While we don’t fully understand why this happens, forgiveness appears to have beneficial effects not only on our state of mind but also on our physical bodies. Other studies show that forgiveness decreases levels of anger and hostility, increases feelings of love, enhances your ability to trust others, and frees you from negative memories of the past.

When you practice forgiveness, you make yourself responsible for something negative that happened in the past, rather than someone else. A survey showed that people in psychotherapy sessions who practiced forgiveness had much better results than those who did not. Another study found that forgiveness improves heart health, blood pressure, heart rate, and even the workload of the heart.

Forgiveness doesn’t just metaphorically improve your heart—it physically changes the health of your heart.

An Unexpected Journey into Forgiveness

I stumbled upon the concept of forgiveness quite by accident. I was invited to participate in an experiment at an institute called the Biocybernaut Institute, founded by a scientist named Jim Hart. Jim was using brain wave monitors to train people to attain deep levels of meditation—the kind of levels that you might achieve if you had been meditating like a Zen roshi for 20 to 40 years.

He analyzed the brain wave states of monks, billionaires, and people who displayed high levels of creativity or intuition to understand what states these people experienced in their heads. Then, he used biofeedback equipment to train people to reach the same level of meditation as a Zen roshi monk, essentially reverse-engineering these brain wave states. It was a fascinating experiment.
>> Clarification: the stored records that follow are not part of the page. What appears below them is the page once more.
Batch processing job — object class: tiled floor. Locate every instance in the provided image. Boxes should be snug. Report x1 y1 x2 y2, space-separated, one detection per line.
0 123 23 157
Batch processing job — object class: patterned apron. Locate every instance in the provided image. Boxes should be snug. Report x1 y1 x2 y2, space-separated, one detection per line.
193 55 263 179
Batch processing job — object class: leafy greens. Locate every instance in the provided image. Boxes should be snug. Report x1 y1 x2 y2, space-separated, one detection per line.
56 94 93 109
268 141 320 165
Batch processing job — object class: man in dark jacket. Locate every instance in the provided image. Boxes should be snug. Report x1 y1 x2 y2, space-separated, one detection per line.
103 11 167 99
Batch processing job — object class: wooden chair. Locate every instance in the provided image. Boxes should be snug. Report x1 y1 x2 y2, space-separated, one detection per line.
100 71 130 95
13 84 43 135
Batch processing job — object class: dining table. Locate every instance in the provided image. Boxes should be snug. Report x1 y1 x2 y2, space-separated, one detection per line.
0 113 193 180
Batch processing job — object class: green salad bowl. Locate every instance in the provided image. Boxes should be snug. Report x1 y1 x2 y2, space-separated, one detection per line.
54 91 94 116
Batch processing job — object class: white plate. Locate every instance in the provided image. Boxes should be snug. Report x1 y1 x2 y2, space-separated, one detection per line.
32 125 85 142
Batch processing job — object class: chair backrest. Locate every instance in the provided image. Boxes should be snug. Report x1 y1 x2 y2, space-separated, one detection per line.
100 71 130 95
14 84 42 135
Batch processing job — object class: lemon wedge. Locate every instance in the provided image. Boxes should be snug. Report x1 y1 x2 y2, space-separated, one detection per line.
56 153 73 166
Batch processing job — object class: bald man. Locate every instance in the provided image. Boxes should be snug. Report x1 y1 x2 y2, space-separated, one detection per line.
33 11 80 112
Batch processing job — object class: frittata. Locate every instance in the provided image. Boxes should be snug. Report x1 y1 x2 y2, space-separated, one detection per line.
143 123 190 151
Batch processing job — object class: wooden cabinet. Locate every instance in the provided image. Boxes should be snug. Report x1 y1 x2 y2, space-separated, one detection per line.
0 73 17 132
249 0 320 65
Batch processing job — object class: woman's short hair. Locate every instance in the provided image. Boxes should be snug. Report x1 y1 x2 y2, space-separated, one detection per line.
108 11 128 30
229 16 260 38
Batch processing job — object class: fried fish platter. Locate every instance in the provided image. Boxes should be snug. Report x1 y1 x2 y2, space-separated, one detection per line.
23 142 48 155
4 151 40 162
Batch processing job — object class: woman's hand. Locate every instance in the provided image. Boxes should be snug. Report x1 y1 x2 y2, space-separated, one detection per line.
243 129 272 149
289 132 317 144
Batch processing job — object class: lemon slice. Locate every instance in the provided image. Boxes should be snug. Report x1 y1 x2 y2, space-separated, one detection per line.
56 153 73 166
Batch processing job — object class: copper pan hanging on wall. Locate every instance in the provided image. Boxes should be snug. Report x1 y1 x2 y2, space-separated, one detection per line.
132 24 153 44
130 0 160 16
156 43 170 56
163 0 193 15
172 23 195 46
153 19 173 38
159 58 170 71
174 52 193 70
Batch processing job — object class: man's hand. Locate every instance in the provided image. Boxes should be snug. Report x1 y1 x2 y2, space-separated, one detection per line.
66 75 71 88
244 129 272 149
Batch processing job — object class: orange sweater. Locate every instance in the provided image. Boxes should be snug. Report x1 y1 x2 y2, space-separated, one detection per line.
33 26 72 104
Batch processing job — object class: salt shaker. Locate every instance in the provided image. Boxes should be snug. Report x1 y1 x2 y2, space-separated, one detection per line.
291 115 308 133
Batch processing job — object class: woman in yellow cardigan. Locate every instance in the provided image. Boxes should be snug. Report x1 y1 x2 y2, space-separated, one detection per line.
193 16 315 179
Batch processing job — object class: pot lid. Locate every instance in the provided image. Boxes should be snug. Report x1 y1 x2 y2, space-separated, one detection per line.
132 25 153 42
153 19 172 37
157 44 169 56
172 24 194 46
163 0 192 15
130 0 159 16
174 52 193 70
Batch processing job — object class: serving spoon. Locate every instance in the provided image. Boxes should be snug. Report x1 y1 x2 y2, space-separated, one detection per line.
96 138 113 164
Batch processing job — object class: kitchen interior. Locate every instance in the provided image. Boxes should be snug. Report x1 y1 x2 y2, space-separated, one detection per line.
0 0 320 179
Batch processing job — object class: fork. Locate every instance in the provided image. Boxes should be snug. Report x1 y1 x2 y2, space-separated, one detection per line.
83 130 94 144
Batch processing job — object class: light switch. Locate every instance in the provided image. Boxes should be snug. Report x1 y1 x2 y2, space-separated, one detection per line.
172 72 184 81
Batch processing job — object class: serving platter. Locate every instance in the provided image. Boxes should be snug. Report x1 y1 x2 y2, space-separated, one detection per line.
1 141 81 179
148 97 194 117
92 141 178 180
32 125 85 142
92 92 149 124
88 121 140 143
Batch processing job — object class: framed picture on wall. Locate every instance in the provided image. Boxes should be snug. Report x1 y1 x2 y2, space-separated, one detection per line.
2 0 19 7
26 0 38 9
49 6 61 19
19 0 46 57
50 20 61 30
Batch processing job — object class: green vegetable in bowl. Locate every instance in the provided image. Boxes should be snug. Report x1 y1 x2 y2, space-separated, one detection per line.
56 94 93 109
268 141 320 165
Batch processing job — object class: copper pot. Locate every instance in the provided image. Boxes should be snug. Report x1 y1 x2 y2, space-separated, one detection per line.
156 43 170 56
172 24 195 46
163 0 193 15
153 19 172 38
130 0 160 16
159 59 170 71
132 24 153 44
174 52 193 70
During my participation, two particular states were being measured: coherence between both hemispheres of the brain and alpha amplitude. The idea was to spend five days in a chamber with biofeedback equipment, about five hours a day, experimenting with different states of meditation to increase my alpha wave amplitude and coherence—desirable states based on studies of high-level meditators.

Here is the interesting part: after studying thousands of people, Jim Hart found one surefire way to attain these heightened brain states—through the practice of forgiveness.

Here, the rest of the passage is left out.